This post is another entry in my series on stuff you should never do with macros in Scala, but that you could do with macros in Scala, if you really wanted to, and if you'd picked up a bottle of Macallan on the way home from work and were willing to waste half an evening doing something ridiculously useless.

It's specifically a response to this Stack Overflow question, which asks if it's possible to specify explicitly that you want to use the default value of a constructor parameter in Scala.

So suppose we have a class like this:

class Foo(val x: String, val y: Int = 13, val z: Symbol = 'zzz)

The goal is to allow the following syntax:

val useDefaultZ = true

new Foo(x = "whatever", y = 1, z = if (useDefaultZ) default else 'whatever)

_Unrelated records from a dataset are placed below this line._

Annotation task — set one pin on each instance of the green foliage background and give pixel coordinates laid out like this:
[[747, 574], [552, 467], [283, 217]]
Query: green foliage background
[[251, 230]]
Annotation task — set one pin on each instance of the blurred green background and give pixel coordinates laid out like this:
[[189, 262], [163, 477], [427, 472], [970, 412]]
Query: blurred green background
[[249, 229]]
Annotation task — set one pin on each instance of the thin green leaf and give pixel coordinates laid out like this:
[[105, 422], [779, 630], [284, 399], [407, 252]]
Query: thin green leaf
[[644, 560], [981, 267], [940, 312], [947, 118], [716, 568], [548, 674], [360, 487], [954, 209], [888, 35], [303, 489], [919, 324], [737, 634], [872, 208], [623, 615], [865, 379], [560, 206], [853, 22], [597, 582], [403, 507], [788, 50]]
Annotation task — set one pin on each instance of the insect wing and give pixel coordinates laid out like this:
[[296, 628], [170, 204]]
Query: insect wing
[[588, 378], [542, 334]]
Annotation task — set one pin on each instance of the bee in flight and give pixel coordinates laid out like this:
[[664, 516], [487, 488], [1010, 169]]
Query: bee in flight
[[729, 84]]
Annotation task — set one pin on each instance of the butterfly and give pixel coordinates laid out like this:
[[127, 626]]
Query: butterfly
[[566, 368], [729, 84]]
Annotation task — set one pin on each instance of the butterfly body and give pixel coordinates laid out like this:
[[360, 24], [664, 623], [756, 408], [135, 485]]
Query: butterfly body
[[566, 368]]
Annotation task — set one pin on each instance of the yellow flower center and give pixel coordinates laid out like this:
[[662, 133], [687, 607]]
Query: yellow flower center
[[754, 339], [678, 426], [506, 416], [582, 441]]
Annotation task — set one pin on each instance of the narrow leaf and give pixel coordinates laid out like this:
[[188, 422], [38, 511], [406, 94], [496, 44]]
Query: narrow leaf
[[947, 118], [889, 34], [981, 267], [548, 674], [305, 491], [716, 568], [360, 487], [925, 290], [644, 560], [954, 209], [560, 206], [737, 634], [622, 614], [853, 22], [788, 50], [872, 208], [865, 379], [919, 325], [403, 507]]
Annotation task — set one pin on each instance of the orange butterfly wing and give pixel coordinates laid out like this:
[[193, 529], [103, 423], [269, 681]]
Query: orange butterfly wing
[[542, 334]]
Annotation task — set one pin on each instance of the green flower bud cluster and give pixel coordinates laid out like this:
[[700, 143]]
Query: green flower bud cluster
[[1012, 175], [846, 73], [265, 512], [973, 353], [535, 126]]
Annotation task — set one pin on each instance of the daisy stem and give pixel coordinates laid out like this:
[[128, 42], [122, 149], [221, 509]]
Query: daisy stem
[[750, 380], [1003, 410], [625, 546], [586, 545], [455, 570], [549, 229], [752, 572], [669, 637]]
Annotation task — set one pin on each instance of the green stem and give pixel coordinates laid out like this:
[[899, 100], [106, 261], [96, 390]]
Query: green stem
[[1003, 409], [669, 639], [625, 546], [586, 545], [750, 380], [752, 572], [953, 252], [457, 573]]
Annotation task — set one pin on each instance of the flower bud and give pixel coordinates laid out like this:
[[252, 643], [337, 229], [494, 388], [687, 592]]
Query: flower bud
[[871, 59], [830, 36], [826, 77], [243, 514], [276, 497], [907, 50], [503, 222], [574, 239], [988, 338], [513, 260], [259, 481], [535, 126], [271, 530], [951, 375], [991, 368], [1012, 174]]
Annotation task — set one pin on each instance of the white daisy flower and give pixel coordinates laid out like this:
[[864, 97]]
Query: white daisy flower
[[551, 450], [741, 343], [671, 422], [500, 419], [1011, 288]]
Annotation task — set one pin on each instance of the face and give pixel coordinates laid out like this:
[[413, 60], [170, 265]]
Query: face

This is possible with macros, and it's not nearly as easy as you might think.

Here's the code:

import scala.language.experimental.macros
import scala.reflect.macros.Context

object DefaultFinder {
  def default: Any = macro default_impl

  def default_impl(c: Context): c.Expr[Any] = {
    import c.universe._

    c.enclosingUnit.body.collect {
      case a @ Apply(Select(New(classId), nme.CONSTRUCTOR), args) =>
        args.collectFirst {
          case AssignOrNamedArg(Ident(argName), rhs)
            if rhs.exists(_.pos == c.macroApplication.pos) =>
              val tpe = c.typeCheck(tree = a, withMacrosDisabled = true).tpe

              tpe.declarations.collect {
                case m: MethodSymbol if m.isConstructor =>
                  m.paramss.headOption.flatMap { params =>
                    params.indexWhere(_.name == argName) match {
                      case -1 => None
                      case i =>
                        import scala.reflect.internal.{
                          Definitions,
                          SymbolTable,
                          StdNames
                        }

                        val u = c.universe.asInstanceOf[
                          Definitions with SymbolTable with StdNames
                        ]

                        val getter = u.nme.defaultGetterName(
                          u.nme.CONSTRUCTOR,
                          i + 1
                        )

                        Some(
                          c.Expr[Any](
                            Select(
                              Ident(tpe.typeSymbol.companionSymbol),
                              newTermName(getter.encoded)
                            )
                          )
                        )
                    }
                  }
              }.headOption.flatten
        }.flatten
    }.headOption.flatten.getOrElse(
      c.abort(c.enclosingPosition, "Sorry, you can't use default here!")
    )
  }
}

This is so horrible I'm not going to waste time commenting on it at all. But it works:

scala> import DefaultFinder._
import DefaultFinder._

scala> new Foo(x = "whatever", y = 1, z = if (true) default else 'whatever)
res0: Foo = Foo@46635922

scala> res0.z
res1: Symbol = 'zzz

scala> new Foo(x = "whatever", y = default, z = default)
res2: Foo = Foo@7f9a454b

scala> res2.y
res3: Int = 13

scala> res2.z
res4: Symbol = 'zzz

It'll currently choke (fairly gracefully) on auxiliary constructors and constructors with multiple parameter lists, and it won't work at all on any methods except constructors. All these limitations could be addressed pretty easily, but I'll leave that to someone who actually wants to use this awful syntax.